Secondo giorno di requisitoria del Pg Lombardo

"Preparando questa requisitoria molto frequentemente sono stato assalito da un senso di inquietudine. Perché più elementi inserivo in questi appunti e più elementi c'erano da inserire. E l'inquietudine ti assale perché tu vivi plasticamente il fatto che in quell'eterno presente ancora oggi noi acquisiamo elementi di conferma rispetto a fatti che non possono che essere considerati attuali". E' con l'accenno all’eterno presente che il procuratore aggiunto di Reggio Calabria Giuseppe Lombardo (applicato al processo d'appello 'Ndrangheta stragista) ha iniziato il suo secondo giorno di requisitoria. "Il tempo non passa. Ciò di cui parliamo, le stragi e gli omicidi che sono avvenuti, non sono fatti vecchi. Quei fatti, incasellati in una determinata logica criminale, spiegano il crimine organizzato che viviamo oggi, sulla nostra pelle. Un crimine organizzato che si evolve e che abbandona alcune caratteristiche per abbracciarne altre. Ma in un processo evolutivo che non si interrompe".
Le condanne in primo grado all'ergastolo dei due imputati, Giuseppe Graviano e Rocco Santo Filippone, per l’uccisione dei carabinieri Antonino Fava e Vincenzo Garofalo, hanno fin qui dimostrato la partecipazione della 'Ndrangheta a quella terribile stagione di sangue e bombe, inserite all'interno di un piano politico eversivo ben preciso. Ma è evidente che nel corso del processo è stato possibile mettere in evidenza un vero e proprio percorso evolutivo delle due organizzazioni criminali in un contesto che è molto più ampio e che vede la partecipazione anche di altri poteri.

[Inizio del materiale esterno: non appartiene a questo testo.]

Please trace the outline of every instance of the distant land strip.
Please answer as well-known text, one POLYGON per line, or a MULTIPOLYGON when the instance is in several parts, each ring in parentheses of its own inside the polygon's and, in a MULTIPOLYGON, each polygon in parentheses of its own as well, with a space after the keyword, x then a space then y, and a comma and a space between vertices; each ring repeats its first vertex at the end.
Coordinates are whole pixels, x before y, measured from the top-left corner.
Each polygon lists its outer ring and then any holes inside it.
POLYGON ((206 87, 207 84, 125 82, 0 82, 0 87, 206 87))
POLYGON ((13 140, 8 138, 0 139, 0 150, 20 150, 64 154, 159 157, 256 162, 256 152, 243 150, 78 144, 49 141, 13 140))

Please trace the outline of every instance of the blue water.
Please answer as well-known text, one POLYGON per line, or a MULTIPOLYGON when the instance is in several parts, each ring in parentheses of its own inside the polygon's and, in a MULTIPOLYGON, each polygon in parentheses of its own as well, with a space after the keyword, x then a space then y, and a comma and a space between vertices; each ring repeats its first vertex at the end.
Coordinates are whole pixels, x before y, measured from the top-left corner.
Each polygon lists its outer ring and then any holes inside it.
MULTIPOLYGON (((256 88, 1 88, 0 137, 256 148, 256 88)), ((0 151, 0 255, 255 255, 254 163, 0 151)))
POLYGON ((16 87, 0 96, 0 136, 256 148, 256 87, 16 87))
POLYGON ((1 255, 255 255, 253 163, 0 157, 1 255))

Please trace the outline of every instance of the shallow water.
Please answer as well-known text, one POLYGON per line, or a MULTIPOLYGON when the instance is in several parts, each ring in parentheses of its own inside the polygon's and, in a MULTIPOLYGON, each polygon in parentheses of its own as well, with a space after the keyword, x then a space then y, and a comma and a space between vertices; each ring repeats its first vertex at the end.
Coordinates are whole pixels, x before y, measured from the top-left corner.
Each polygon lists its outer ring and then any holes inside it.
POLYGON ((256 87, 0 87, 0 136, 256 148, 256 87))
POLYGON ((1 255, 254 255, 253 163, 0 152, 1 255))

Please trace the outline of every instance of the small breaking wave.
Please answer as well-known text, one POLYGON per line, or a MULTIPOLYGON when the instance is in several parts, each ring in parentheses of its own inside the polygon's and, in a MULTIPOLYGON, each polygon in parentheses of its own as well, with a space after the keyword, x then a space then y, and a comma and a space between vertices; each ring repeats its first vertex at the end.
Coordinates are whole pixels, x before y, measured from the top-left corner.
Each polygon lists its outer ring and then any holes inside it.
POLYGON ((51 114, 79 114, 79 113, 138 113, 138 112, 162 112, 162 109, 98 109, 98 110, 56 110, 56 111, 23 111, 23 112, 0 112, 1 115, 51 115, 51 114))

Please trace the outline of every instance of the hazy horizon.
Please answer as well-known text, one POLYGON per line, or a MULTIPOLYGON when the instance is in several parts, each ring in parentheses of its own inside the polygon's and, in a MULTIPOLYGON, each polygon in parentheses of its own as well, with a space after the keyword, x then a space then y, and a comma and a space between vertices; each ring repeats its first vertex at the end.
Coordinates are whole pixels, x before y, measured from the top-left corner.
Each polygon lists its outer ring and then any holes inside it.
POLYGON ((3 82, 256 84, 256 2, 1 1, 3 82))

Ciò è stato possibile ricostruirlo grazie alle dichiarazioni di collaboratori di giustizia che si sono aggiunti a quelli sentiti in primo grado come Marcello Fondacaro, Girolamo Bruzzese, Antonio Schettini o Annunziato Romeo. Oppure recuperando le dichiarazioni di Gaetano D'Urzo che, come già evidenziato alla precedente udienza, ha riferito del ruolo cruciale avuto dai fratelli Giuseppe e Filippo Graviano nella "gestione della strategia stragista e nel richiedere la collaborazione attiva della componente calabrese in quella stagione”.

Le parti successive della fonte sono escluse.